Iedereen was het erover eens : het echte WK 2003 zou pas op 24 april, in de Grote Prijs van San Marino, uit de startblokken schieten. Want dan bracht Ferrari een volwaardige wagen aan de start, met dank aan bandenleverancier Bridgestone. En dan kon Michael Schumacher – twee schamele WK-puntjes in de eerste drie wedstrijden – aan de achtervolging beginnen.

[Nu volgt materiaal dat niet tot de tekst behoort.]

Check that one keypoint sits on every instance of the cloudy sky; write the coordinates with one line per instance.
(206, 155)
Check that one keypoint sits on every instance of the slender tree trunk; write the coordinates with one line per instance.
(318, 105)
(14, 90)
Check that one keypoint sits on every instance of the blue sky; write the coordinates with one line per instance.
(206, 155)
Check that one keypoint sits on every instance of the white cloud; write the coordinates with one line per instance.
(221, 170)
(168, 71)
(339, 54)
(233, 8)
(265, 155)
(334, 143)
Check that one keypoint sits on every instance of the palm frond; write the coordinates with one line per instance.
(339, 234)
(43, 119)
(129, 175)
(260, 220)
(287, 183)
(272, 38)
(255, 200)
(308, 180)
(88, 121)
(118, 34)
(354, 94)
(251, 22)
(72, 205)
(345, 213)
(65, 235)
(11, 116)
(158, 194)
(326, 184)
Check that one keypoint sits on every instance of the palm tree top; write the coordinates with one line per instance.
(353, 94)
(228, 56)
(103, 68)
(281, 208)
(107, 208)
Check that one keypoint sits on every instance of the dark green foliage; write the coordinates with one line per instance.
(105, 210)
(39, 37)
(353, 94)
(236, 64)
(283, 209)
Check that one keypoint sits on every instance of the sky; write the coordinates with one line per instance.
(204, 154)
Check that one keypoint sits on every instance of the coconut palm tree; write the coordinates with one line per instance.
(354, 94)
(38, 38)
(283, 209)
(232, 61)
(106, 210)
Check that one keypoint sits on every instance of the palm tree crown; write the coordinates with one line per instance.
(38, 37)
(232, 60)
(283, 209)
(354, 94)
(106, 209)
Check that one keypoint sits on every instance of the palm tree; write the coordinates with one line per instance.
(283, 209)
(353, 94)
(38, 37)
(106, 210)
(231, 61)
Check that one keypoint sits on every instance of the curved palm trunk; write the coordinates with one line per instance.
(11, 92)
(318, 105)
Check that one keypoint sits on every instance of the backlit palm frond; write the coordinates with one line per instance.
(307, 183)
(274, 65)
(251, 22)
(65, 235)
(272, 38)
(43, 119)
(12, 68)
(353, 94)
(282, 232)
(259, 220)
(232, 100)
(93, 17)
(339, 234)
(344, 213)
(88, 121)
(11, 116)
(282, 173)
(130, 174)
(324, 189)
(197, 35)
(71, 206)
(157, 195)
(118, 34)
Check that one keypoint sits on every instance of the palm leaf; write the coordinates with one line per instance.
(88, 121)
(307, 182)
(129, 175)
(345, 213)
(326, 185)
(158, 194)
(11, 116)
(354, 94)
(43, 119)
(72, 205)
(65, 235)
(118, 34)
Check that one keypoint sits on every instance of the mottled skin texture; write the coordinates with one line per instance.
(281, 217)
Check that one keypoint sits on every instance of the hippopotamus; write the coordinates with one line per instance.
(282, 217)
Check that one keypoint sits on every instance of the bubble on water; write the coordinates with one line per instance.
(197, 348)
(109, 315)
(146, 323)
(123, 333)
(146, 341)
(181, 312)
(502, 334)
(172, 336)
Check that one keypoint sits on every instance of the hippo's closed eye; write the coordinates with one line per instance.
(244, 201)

Maar niet Michael Schumacher won de Grote Prijs van San Marino. De Duitser moest in Imola een slechte startpositie bekopen met een langdurig inhaalmanoeuvre. Schumacher kreeg in de slotfase zijn Ferrari wel tot in het spoor maar niet voorbij Fernando Alonso. Na drie opeenvolgende zeges voert de amper 23-jarige Spanjaard met ruime voorsprong de WK-stand aan. Michael Schumacher volgt nu al op 26 punten.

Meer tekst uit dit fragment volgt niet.